An underlying reason for Moscow's reversal of the course of Mongolian socialism had been the growing Japanese threat. The September 18, 1931, Mukden incident had opened the way for Japan to establish Manchukuo (Japanese-controlled Manchuria). Mongolians were not alone in the fear that Japan might try to establish a Japanese-controlled Mongolian monarchy, Mengkukuo. *

New Turn Policy and Economic Gradualism in the 1930s

The new policy of socioeconomic gradualism--the New Turn Policy--continued until the mid-1940s, when Mongolian socialism entered its modern stage of collectivization and economic growth. The Ninth Party Congress in September and October 1934 pronounced the New Turn a success, but it became obvious that this gradualism actually had been determined by the basic Soviet need to maintain Mongolia as a stable buffer state against either Japanese or Chinese expansion. At the beginning of this period, the Soviets did not want to enlarge Mongolia's small-scale industries because this might provide a further incentive for Japanese invasion. Instead, Mongolia's raw materials were used to strengthen the Soviet Union, while Soviet Red Army units and a large cavalry-oriented Mongolian People's Revolutionary Army were deployed to defend Mongolia against attack. [Source: Robert L. Worden, Library of Congress, June 1989 *]

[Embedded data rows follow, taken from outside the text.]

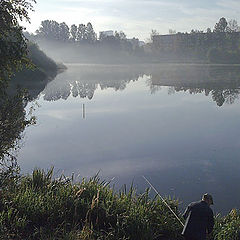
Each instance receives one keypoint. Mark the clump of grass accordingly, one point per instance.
(41, 207)
(227, 227)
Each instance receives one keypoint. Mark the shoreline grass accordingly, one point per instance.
(37, 206)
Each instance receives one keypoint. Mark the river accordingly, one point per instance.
(176, 124)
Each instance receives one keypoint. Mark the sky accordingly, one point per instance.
(136, 17)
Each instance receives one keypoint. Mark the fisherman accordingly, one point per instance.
(199, 219)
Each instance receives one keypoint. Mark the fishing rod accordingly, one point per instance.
(163, 200)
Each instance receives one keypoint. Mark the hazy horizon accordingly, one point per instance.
(135, 18)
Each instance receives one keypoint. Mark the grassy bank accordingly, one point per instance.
(40, 207)
(42, 67)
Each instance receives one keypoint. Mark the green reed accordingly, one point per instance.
(41, 207)
(38, 206)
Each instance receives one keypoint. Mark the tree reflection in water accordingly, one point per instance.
(222, 83)
(13, 121)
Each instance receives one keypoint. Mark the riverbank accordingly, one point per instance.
(38, 206)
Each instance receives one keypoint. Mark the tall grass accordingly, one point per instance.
(41, 207)
(38, 206)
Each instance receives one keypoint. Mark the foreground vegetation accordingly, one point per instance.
(38, 206)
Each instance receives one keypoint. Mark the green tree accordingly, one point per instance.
(81, 33)
(49, 29)
(64, 33)
(13, 44)
(73, 32)
(90, 34)
(221, 26)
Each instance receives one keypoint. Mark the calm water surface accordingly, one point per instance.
(176, 124)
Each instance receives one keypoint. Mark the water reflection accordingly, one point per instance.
(83, 80)
(220, 82)
(178, 141)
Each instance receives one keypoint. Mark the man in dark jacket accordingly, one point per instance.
(199, 219)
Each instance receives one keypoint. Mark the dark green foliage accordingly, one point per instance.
(13, 44)
(13, 120)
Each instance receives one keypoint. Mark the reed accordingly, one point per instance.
(39, 206)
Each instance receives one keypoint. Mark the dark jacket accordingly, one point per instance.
(199, 220)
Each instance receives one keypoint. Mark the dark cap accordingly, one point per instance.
(207, 197)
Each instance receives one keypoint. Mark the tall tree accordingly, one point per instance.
(81, 33)
(221, 26)
(73, 32)
(49, 29)
(90, 34)
(64, 33)
(13, 44)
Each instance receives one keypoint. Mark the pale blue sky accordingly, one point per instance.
(136, 17)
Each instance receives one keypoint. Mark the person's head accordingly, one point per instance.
(207, 198)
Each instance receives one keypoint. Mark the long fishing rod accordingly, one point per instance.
(163, 200)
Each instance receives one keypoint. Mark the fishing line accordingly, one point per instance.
(163, 200)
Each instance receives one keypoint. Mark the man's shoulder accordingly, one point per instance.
(194, 203)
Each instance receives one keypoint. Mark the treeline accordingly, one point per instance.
(220, 45)
(83, 34)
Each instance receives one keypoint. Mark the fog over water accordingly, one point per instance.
(176, 124)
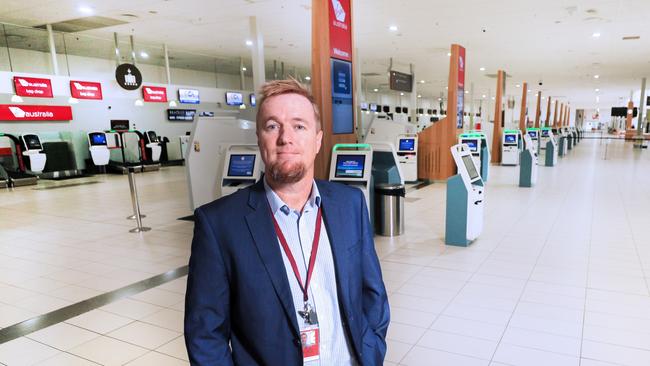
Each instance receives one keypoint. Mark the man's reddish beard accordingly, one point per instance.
(287, 172)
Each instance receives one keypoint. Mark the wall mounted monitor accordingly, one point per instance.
(406, 144)
(470, 167)
(188, 96)
(233, 98)
(32, 142)
(98, 139)
(350, 166)
(473, 146)
(241, 165)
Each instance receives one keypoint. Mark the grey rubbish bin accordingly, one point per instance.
(389, 209)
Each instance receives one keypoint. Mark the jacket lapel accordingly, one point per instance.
(261, 228)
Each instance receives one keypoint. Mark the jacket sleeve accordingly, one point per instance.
(375, 299)
(207, 300)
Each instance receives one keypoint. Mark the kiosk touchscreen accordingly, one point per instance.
(407, 153)
(33, 152)
(98, 146)
(510, 147)
(242, 167)
(465, 195)
(351, 165)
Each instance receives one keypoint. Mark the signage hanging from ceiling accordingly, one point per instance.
(340, 29)
(154, 94)
(12, 112)
(33, 87)
(128, 76)
(86, 90)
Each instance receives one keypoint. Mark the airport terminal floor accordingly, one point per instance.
(558, 276)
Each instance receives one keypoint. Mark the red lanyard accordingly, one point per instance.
(292, 261)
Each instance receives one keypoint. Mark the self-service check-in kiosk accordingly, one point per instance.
(510, 147)
(477, 143)
(98, 146)
(549, 145)
(242, 168)
(465, 196)
(351, 165)
(407, 153)
(33, 153)
(528, 163)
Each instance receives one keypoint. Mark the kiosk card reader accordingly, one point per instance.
(465, 195)
(407, 153)
(33, 153)
(351, 165)
(528, 164)
(99, 148)
(242, 168)
(510, 147)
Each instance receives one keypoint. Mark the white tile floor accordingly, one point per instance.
(558, 277)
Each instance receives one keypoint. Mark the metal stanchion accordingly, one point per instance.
(136, 204)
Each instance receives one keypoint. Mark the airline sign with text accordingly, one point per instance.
(33, 87)
(86, 90)
(340, 29)
(154, 93)
(11, 112)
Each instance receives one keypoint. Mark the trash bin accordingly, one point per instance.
(389, 209)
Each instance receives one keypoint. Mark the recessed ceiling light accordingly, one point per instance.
(85, 9)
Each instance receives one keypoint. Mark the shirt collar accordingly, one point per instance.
(276, 203)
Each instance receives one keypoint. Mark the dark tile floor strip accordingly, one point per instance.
(57, 316)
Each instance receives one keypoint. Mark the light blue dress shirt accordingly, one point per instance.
(298, 229)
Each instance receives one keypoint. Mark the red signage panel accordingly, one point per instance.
(154, 93)
(340, 22)
(86, 90)
(33, 87)
(12, 112)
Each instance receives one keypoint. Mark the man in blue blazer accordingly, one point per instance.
(266, 285)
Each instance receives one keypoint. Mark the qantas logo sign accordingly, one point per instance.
(86, 90)
(33, 87)
(35, 113)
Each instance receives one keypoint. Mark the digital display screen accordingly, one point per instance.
(234, 98)
(98, 139)
(470, 167)
(188, 96)
(406, 144)
(241, 165)
(32, 142)
(350, 166)
(473, 146)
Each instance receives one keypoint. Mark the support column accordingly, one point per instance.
(50, 39)
(257, 55)
(498, 118)
(522, 113)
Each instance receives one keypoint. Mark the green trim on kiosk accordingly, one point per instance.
(357, 146)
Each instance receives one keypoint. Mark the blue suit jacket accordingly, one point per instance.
(238, 292)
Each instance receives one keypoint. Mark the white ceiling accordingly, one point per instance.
(547, 40)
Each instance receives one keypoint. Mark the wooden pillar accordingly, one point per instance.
(548, 112)
(629, 116)
(498, 119)
(435, 161)
(538, 111)
(522, 113)
(321, 79)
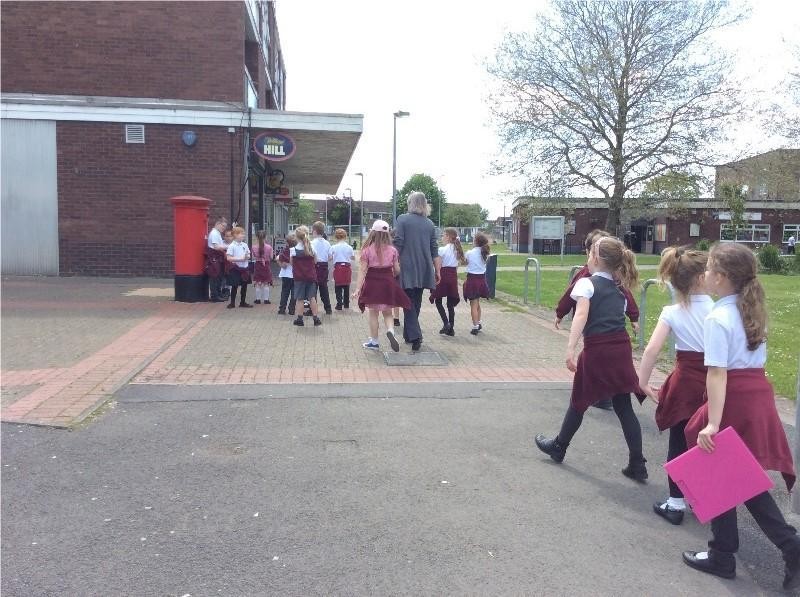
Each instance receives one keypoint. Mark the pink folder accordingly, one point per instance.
(714, 483)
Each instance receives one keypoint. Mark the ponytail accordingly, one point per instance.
(738, 263)
(752, 307)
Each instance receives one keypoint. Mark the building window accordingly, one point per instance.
(747, 233)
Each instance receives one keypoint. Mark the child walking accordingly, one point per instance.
(683, 391)
(239, 257)
(740, 396)
(452, 255)
(262, 272)
(605, 366)
(475, 287)
(342, 255)
(287, 276)
(302, 259)
(377, 289)
(567, 304)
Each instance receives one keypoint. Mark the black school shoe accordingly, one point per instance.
(667, 513)
(551, 447)
(708, 565)
(636, 470)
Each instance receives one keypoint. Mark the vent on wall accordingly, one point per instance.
(134, 133)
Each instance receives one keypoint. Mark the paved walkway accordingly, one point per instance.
(71, 343)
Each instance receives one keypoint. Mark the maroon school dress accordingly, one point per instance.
(342, 274)
(475, 286)
(447, 286)
(750, 410)
(262, 272)
(683, 391)
(604, 369)
(381, 288)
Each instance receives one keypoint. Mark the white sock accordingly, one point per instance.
(676, 503)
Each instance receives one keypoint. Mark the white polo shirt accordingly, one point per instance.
(342, 252)
(686, 321)
(322, 249)
(237, 249)
(475, 262)
(215, 238)
(448, 255)
(725, 340)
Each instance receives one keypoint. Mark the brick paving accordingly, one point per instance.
(69, 344)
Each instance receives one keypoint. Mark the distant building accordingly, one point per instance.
(771, 182)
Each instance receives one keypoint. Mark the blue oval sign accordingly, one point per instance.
(274, 147)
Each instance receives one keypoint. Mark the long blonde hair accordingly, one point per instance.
(681, 267)
(619, 259)
(738, 264)
(301, 233)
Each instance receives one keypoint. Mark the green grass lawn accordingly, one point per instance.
(783, 302)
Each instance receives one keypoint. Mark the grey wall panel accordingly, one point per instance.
(29, 197)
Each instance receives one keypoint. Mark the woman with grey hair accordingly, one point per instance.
(420, 264)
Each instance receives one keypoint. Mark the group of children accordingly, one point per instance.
(718, 380)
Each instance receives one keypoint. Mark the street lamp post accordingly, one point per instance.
(349, 212)
(398, 114)
(361, 221)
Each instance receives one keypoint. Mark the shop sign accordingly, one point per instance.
(274, 147)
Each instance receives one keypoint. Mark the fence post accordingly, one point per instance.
(538, 280)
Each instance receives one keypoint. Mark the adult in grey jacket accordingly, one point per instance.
(420, 264)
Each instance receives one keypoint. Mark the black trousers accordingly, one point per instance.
(325, 296)
(215, 287)
(627, 418)
(287, 294)
(343, 295)
(233, 293)
(448, 318)
(411, 329)
(765, 511)
(677, 446)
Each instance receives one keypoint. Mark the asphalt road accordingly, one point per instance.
(367, 490)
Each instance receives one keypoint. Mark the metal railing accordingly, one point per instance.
(538, 294)
(643, 313)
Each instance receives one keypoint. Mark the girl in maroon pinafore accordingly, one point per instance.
(377, 288)
(605, 366)
(683, 391)
(740, 396)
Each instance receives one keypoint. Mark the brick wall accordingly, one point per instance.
(126, 49)
(114, 215)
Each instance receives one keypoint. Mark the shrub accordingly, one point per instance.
(770, 258)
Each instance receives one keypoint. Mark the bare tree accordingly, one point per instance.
(608, 94)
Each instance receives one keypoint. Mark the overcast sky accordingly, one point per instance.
(427, 57)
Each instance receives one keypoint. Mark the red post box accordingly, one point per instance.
(191, 230)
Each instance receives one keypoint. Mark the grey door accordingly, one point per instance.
(29, 197)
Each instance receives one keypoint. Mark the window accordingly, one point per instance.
(747, 233)
(791, 230)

On November 27, 1934, a Mongolian-Soviet "gentlemen's agreement" was reached that provided for mutual assistance in the face of Japanese advances in Manchuria and Inner Mongolia. In January 1935, Soviet troops reentered Mongolia as Japanese forces began to probe the Mongolian-Manchurian border. On March 12, 1936, the 1934 agreement was upgraded when the ten-year Mongolian-Soviet Treaty of Friendship--which included a mutual defense protocol--was signed. The pact did not mention Chinese sovereignty over Mongolia, and Moscow ignored Chinese protests. *

In addition to concluding defense treaties with the Soviet Union, Mongolia concentrated on building its army with Soviet guidance and military aid. In 1936 military expenditures were doubled, and by 1938 more than half of Mongolia's budget was for defense. The government built paved roads, extended railroads, and established military air bases and communication lines, all with Soviet aid. Military equipment and training also were supplied by the Soviet Union. It is estimated that during World War II the Mongolian Army numbered between 80,000 and 100,000 troops, a huge percentage of the total population of 900,000. *

Security concerns and a more conservative economic approach prevented major advances in stock raising and other internal development during this period. A few small Mongolian-Soviet enterprises were initiated to support the war economy. The abandonment of agricultural communes and the return to private enterprise signaled a trend toward gradualism. Voluntary producers' cooperatives were encouraged, but they remained small until the 1950s. Only a few state farms were started. Apart from some veterinary and credit assistance, the government made few efforts to support the nomads, and by 1941 herds had reached the highest recorded growth in Mongolian history. Consumer cooperatives continued to expand, and the state controlled the rest of internal trade. *

The policy of gradualism was particularly ineffective in education. In 1941 an estimated 90 percent of the people were illiterate. In 1942 the country's first university--Choybalsan University, later renamed Mongolian State University--was established in Ulaanbaatar, but the spread of general education had to await the late 1940s and the 1950s. The first large-scale literacy program did not begin until 1947 (see Education). *

Post-World-War-II Development of Mongolia

Peacetime brought additional Soviet and East European economic aid (and eventually membership in the Council for Mutual Economic Assistance (Comecon) and a new relationship with the People's Republic of China after its establishment in 1949. Mongolian-Chinese relations resulted in still more economic assistance to and trade with Ulaanbaatar. Mongolia's external policies, however, were founded on those of the Soviet Union, and relations with China, always influenced by suspicions over real or imaginary claims by China to "lost territories," faltered in the wake of the Sino-Soviet rift that developed in the late 1950s. By the late 1960s, Mongolia had become an armed camp, as Soviet and Chinese troops were poised against one another along the Sino-Mongolian border. Tensions between Ulaanbaatar and Beijing lessened only when Sino-Soviet rapprochement began to evolve in the mid-1980s. The issue of Soviet troop withdrawal from Mongolia still constrained Sino- Mongolian relations in the late 1980s.[Source: Robert L. Worden, Library of Congress, June 1989 *]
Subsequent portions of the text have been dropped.